President Bush said Tuesday that he has no “magic wand” to affect gas prices. In reality, gas price is “all about government policy.” As the United States has some of the lowest gas taxes in the world, the price at the pump is dominated by the cost of oil:
The rise in the price of oil in recent years involves four components:
— The effects of supply and demand. Exxon Mobil senior vice president Stephen Simon testified the supply-demand equilibrium is at “somewhere around $50-55 a barrel” — about half the current price.
— The weaker dollar. Since 2001, “the dollar has lost 45% of its value” against the euro. In 2003 one gallon of gas in the U.S. cost $1.50 and 1.50 Euro. Today’s $3.60 gallon of gas costs only 2.25 Euro.
— Geopolitical risk. Since 2003, the United States has been committed to a three-trillion-dollar war in Iraq, the heart of the turbulent oil-producing world. Furthermore, the burning of oil is continuing to increase global warming, “one of the greatest national security challenges ever faced.”
— Speculation. “Investors have looked to commodities
not only as a hedge against inflation but as a hedge against the tumbling greenback.
In recent years, the United States has gotten locked into a vicious circle in which the latter factors worsen each other. Suspending the federal gas tax would exacerbate the problem — in the words of Thomas Friedman, “we will have increased our debt to China, increased our transfer of wealth to Saudi Arabia and increased our contribution to global warming for our kids to inherit.”
Immediate action to deal with rising gas prices should deal with the root problems, not worsen them. Center for American Progress analysts Sam Davis and Daniel J. Weiss describe how a demand-independent “reliefbate” plan could be paid for by closing several oil tax loopholes.
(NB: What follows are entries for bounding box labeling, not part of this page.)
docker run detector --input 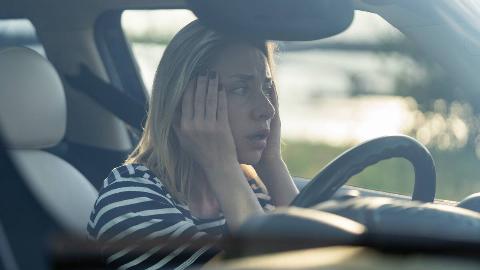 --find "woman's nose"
[253,93,275,120]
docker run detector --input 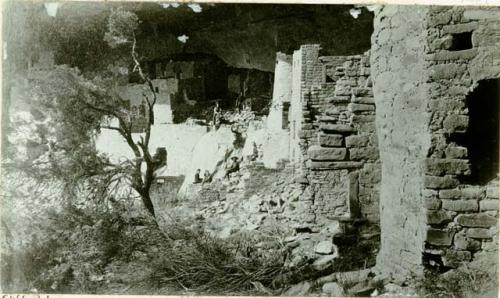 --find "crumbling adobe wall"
[371,6,500,276]
[292,45,380,224]
[424,7,500,268]
[370,6,430,276]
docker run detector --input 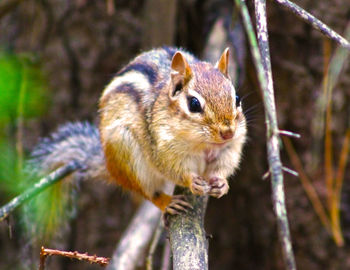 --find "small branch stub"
[39,247,109,270]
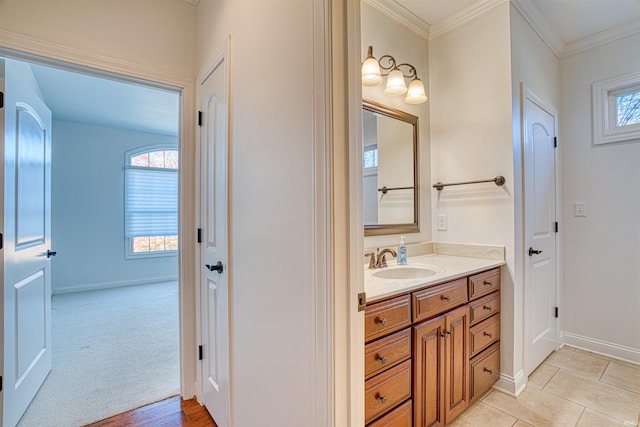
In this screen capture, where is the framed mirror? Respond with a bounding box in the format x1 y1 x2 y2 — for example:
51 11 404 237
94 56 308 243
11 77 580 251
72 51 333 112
362 100 420 236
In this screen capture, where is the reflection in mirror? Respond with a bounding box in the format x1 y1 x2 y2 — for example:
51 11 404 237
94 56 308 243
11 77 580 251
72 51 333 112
362 101 419 236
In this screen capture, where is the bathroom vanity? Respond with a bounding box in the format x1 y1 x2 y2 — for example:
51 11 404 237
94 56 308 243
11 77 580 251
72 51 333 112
364 254 504 427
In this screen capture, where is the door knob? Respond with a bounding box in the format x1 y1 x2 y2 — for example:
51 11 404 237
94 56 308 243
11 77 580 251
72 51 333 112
205 261 223 274
529 248 542 256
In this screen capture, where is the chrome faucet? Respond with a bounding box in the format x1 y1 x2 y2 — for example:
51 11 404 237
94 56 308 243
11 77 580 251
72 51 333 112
376 248 398 268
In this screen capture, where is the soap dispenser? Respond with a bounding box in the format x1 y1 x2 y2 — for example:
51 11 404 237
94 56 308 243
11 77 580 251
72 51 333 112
398 236 407 265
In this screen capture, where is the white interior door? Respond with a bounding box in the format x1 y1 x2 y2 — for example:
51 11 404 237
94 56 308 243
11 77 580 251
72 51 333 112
200 41 230 427
523 90 557 375
3 60 51 427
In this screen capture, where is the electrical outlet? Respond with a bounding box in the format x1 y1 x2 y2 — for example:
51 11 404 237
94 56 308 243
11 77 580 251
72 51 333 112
438 214 447 231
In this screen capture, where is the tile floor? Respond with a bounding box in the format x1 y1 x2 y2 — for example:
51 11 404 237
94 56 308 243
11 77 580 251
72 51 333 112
450 346 640 427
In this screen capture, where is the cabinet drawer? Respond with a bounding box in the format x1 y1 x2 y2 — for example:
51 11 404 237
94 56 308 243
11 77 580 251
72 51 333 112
469 292 500 325
471 343 500 399
364 295 411 342
364 329 411 378
368 400 413 427
469 315 500 356
364 360 411 423
413 279 467 322
469 268 500 300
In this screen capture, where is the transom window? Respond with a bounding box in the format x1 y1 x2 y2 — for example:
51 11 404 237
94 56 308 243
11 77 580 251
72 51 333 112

The Washington Post’s Dan Froomkin further recognizes that there are “two hugely significant factors” that President Bush could affect immediately: “the war in Iraq and the value of the dollar.”
But the federal fuel tax is but one brushstroke in a much broader picture. As the Center for American Progress’s energy opportunity agenda states:
The realities of global warming and our growing dependence on oil, much of it imported, will make energy more pivotal than ever to our economic, environmental, and national security fortunes in the 21st century. The challenge we face is nothing short of the conversion of an economy sustained by high-carbon energy — putting both our national security and the health of our planet at serious risk — to one based on low-carbon, sustainable sources of energy. The scale of this undertaking is immense and its potential enormous.